Die Kopfgelenktherapie nach Robert Emmanuel Picard beruht auf der Tatsache, daß der asymmetrischer Verlauf eines Muskels am seitlichen Hals (Musculus digastricus) zu einer Verstärkung der Atlasfehlstellung führt. Diese Asymmetrie scheint - ähnlich wie die Atlasfehlstellung - bei den meisten Menschen bei Geburt schon vorhanden zu sein.
Dieser Muskel verläuft links vom Warzenfortsatz, dem Knochen hinter dem Ohr, hinter dem Querfortsatz des ersten Halswirbels (=Atlas) über das Zungenbein zum Unterkiefer.
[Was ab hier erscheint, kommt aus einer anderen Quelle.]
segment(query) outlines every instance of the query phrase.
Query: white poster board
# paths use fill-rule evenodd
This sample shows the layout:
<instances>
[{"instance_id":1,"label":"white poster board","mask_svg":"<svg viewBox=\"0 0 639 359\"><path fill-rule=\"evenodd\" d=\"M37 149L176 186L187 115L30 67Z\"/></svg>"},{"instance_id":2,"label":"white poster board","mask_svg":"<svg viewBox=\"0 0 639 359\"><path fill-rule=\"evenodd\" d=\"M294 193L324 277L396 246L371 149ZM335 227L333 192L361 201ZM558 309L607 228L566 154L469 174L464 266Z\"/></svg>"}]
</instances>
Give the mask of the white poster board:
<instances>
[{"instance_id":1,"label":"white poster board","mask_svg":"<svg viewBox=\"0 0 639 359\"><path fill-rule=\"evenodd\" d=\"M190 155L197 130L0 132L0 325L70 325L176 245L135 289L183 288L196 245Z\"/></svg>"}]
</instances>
Er ist wesentlich am Schluckakt beteiligt sowie an der Öffnung des Kiefers. Auf der rechten Seite verläuft der Muskel korrekt.
Über die Ursache dieser Asymmetrie läßt sich - genau wie bei der Atlasfehlstellung - nur spekulieren. In der Praxis können beide Fehlstellungen zu erheblichen Problemen führen ( siehe Beiteg Energetische Wirbelsäulenaufrichtung), so daß die Indikationen sehr ähnlich sind, letztlich ergänzen sich beide Therapieformen ideal, wobei immer zuerst das Atlasbalancing durchgeführt werden sollte.
Durch eine einfache manuelle Korrektur wird der zweibäuchige Muskel (=Musculus digastricus) in seine korrekte Lage gebracht. In der Regel muß eine einmal erfolgte erfolgreiche Korrektur nicht wiederholt werden.
Für genauere anatomische Détails verweise ich auf die Website von Robert Picard www.kopfgelenktherapie.de
Ich biete die Kopfgelenktherapie als ideale Ergänzung immer zusammen mit der Energetischen Wirbelsäulenaufrichtung an.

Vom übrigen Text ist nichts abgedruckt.